1 lb spinach, fresh or frozen
2 medium or 1 large red potato, peeled and cubed
1 red onion, sliced thinly
2 cloves garlic, minced
1 tsp. curry powder
2 small tomato, finely chopped
1 tsp. turmeric powder
2 tsp. cumin powder or 1 tsp. cumin seeds
juice of 1 small fresh lime or lemon
1½ Tbsp. olive oil, ghee, or butter
salt and pepper to taste
1. If you are using frozen spinach, thaw them ahead of time. Tear fresh spinach into large pieces and wash them to remove dirt completely.
2. In a pan, heat oil on medium and fry cumin and curry powder until fragrant. Add garlic and onions and stir to cook until the onions starts to caramelized. Add potatoes, tumeric and fry until the spices coat the potatoes and until it starts to brown on all sides.
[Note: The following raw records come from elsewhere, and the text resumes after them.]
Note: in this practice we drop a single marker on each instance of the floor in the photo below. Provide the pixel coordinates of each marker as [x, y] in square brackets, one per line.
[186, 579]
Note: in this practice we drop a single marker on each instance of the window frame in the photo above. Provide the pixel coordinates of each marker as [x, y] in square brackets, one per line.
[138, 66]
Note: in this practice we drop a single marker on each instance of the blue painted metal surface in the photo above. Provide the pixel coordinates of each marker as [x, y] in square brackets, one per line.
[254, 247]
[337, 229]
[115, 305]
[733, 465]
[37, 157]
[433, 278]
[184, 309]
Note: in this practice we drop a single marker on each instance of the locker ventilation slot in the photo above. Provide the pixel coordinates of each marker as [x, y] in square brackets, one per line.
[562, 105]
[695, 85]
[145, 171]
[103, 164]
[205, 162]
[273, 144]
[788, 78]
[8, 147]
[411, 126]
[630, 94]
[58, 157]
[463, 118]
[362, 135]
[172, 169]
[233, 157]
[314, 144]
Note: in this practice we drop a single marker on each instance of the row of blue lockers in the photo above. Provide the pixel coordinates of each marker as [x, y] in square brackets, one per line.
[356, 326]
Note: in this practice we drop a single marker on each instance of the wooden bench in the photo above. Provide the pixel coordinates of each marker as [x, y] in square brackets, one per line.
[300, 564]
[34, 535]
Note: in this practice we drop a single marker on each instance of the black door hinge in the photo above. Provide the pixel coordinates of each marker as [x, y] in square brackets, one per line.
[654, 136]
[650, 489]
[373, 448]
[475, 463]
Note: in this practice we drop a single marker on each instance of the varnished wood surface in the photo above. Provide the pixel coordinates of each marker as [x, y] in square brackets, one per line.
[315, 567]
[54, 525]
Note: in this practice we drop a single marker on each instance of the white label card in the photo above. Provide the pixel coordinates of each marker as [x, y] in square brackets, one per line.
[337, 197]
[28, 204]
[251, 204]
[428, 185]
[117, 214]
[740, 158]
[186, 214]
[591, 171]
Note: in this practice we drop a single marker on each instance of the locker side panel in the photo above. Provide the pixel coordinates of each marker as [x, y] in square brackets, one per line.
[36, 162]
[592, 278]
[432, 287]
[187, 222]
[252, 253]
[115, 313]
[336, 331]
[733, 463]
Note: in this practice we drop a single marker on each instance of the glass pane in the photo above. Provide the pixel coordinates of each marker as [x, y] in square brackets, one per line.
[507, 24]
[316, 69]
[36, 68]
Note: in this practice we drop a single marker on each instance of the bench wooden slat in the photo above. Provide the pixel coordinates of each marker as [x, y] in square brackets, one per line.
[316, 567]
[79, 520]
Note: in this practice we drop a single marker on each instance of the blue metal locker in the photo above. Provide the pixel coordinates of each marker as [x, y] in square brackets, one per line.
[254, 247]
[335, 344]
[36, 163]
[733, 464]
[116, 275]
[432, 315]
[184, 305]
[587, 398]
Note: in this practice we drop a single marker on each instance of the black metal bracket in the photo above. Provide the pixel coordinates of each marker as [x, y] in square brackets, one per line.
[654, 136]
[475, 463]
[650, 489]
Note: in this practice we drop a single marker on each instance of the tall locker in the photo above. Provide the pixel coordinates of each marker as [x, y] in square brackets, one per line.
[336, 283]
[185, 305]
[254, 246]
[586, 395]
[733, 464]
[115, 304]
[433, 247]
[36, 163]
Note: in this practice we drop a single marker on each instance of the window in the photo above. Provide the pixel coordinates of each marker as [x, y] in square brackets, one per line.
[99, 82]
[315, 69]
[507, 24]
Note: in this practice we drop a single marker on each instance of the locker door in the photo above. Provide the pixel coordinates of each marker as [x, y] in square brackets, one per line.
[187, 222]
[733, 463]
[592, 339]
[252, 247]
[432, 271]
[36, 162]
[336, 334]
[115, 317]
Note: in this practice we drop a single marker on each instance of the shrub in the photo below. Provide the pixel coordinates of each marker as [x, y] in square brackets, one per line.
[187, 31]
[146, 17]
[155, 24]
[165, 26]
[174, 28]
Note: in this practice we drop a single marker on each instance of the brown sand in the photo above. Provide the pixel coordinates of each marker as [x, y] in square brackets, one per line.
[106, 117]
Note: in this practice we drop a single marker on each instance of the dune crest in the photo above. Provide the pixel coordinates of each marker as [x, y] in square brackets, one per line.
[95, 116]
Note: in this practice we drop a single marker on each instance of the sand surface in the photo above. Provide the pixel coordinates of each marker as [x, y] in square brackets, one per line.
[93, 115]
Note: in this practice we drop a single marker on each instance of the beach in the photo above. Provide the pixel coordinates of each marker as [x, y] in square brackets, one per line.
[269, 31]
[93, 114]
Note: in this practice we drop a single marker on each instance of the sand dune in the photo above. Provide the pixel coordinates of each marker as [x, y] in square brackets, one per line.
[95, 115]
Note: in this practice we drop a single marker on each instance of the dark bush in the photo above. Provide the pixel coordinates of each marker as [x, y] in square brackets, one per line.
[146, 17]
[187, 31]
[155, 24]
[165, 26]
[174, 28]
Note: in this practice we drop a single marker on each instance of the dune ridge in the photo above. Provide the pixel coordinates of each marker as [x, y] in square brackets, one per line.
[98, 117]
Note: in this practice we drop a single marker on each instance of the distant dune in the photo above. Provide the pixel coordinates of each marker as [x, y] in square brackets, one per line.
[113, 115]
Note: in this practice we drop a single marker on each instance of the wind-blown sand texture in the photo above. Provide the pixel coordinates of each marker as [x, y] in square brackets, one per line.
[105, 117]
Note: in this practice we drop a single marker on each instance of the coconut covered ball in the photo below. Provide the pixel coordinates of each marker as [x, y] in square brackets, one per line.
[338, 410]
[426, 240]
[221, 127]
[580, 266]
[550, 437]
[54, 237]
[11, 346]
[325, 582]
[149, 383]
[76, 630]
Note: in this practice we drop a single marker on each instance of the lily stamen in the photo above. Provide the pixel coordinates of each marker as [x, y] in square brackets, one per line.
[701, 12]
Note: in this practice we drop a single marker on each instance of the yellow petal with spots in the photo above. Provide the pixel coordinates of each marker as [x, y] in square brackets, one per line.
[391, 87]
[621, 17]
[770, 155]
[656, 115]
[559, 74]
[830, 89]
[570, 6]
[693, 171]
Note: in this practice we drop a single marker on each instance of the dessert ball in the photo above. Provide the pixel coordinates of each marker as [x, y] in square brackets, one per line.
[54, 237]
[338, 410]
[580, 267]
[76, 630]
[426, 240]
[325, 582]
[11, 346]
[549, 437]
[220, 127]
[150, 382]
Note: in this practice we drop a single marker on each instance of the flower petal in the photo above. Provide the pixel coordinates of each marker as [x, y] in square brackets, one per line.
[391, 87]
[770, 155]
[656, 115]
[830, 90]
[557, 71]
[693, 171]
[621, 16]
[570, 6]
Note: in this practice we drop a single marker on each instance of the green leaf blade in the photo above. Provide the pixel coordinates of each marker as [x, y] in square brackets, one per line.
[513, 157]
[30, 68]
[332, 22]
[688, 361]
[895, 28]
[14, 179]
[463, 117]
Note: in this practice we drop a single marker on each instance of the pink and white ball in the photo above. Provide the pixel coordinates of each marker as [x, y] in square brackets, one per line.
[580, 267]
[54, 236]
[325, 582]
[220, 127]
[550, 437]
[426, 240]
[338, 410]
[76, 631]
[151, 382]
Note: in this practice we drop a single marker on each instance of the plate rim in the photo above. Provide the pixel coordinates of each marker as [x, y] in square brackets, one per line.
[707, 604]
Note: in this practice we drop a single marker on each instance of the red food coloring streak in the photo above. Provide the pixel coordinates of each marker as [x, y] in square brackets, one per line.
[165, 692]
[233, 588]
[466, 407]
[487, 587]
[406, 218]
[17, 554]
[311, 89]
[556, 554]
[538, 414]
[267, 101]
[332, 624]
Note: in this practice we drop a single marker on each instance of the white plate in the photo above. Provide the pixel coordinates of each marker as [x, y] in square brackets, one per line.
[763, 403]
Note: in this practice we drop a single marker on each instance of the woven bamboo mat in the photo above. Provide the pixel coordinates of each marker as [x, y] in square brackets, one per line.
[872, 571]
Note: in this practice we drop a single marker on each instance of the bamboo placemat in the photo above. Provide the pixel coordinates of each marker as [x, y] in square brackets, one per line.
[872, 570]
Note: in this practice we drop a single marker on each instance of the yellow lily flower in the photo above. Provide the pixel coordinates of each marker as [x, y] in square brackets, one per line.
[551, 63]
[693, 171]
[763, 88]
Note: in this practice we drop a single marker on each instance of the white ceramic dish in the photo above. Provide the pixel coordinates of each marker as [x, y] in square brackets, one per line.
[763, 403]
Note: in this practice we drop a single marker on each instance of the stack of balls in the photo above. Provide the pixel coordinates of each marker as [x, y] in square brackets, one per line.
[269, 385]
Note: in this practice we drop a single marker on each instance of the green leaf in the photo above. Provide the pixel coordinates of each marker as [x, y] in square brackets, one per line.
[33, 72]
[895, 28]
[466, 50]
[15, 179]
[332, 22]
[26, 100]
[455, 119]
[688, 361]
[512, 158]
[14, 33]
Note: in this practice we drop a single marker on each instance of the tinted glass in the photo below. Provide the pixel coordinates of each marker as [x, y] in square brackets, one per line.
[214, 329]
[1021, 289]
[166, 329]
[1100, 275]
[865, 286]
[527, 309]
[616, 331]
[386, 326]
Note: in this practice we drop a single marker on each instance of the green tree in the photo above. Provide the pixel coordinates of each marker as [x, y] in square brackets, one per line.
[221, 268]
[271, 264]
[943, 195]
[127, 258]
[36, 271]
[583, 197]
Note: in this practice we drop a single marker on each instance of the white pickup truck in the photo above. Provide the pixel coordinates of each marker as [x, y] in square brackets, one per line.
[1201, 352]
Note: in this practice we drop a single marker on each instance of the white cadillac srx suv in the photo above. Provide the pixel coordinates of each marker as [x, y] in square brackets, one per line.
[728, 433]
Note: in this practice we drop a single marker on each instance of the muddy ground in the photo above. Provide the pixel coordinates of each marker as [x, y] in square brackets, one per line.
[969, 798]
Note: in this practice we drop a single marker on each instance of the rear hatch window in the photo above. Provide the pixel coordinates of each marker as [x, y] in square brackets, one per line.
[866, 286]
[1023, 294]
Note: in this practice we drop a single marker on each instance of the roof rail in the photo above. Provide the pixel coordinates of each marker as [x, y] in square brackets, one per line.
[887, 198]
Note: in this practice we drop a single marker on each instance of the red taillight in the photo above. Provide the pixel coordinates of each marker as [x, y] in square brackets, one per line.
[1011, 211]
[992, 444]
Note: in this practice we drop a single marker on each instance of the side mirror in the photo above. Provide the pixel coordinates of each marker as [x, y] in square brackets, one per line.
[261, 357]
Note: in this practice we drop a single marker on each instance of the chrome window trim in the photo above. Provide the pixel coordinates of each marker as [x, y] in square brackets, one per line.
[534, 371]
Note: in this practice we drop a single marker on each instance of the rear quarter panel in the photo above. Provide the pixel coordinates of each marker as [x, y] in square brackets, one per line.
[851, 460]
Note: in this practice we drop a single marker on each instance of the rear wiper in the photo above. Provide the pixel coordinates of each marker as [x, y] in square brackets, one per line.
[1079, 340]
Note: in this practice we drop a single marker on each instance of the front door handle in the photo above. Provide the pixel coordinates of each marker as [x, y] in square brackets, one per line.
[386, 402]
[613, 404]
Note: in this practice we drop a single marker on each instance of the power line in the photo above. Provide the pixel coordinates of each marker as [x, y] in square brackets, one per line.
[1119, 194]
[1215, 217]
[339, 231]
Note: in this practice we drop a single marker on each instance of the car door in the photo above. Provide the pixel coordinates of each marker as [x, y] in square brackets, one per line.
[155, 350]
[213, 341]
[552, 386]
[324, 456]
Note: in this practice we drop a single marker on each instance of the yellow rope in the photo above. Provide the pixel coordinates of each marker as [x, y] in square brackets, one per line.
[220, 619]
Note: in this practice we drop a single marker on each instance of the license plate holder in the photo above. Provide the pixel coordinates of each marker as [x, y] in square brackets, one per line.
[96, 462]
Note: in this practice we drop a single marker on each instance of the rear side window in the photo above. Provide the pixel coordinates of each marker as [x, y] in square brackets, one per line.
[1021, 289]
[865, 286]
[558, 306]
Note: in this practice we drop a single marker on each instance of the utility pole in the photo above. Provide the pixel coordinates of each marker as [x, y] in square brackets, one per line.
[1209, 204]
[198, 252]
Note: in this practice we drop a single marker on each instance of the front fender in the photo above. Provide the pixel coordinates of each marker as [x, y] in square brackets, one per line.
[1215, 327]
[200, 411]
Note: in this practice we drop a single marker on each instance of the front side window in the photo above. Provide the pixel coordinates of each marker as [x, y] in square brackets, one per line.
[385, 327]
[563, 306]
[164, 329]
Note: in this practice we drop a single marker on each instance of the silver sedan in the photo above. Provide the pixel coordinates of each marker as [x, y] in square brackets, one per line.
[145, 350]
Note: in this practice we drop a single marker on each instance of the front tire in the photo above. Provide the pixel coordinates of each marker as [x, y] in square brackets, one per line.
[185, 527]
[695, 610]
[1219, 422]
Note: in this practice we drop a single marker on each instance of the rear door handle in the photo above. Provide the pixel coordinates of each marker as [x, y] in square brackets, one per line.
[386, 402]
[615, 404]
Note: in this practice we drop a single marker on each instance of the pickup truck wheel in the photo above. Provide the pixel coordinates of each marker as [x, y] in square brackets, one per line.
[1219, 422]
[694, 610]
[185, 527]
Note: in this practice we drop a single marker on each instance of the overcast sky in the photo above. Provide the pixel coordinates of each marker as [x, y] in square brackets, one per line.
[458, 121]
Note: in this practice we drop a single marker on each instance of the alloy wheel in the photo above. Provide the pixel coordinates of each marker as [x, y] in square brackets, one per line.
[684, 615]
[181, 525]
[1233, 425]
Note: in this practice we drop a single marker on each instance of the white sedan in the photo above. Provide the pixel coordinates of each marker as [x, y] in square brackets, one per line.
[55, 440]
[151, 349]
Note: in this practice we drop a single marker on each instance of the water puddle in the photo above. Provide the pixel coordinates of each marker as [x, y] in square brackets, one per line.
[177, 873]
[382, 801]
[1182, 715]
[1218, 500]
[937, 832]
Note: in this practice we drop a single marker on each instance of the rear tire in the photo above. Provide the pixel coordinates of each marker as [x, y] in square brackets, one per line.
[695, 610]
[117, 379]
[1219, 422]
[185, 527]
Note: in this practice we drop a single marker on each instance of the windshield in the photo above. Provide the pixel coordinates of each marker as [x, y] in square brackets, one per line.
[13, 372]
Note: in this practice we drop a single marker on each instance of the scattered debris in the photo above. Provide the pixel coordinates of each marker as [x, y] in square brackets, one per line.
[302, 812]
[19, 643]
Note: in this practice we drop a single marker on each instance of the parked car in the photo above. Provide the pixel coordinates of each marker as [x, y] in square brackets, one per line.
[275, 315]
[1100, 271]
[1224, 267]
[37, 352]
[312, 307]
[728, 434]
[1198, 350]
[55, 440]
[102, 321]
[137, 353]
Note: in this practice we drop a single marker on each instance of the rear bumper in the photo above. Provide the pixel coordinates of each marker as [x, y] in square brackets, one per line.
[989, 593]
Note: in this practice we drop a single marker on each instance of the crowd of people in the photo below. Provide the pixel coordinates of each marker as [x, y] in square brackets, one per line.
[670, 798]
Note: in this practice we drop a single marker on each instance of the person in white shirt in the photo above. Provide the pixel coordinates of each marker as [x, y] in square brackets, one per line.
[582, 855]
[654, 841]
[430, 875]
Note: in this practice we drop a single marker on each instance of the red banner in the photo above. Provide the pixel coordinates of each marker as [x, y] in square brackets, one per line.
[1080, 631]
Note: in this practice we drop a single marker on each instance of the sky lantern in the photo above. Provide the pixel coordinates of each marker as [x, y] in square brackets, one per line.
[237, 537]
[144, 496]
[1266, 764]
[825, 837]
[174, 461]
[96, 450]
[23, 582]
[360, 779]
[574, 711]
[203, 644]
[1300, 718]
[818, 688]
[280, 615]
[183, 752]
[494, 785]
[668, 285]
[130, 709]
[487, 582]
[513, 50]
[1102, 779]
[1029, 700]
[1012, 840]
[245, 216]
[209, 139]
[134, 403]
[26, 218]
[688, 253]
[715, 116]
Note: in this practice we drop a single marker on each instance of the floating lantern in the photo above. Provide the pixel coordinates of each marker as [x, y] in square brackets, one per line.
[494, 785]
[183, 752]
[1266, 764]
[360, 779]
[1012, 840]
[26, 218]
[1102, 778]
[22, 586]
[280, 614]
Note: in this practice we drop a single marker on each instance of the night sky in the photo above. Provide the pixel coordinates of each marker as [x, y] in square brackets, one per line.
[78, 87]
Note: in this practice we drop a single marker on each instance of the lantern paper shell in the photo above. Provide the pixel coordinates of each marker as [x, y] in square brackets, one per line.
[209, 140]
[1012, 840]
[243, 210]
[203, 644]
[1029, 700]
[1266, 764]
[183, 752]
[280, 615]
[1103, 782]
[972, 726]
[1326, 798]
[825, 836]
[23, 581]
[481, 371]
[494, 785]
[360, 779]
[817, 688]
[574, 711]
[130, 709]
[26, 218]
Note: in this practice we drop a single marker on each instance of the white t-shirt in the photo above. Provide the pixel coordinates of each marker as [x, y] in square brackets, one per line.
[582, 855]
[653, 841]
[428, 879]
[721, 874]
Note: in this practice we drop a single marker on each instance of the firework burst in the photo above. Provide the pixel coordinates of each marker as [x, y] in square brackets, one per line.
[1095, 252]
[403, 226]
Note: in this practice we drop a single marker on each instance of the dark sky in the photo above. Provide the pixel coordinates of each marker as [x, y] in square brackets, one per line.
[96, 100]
Add the chopped tomatoes, and cook for another 5 minutes at medium heat.
3. Toss in the spinach, give it a quick stir and cover to cook further until the potatoes are cooked and the spinach has wilted and not overcooked. Increase heat and toss the mixture until water has evaporates and spinach starts to stick to the pan. Remove from heat, cover the pan and let the heat settle inside the pan. Serve with a drizzle of lime or lemon juice on top. Serve with rice or flat bread.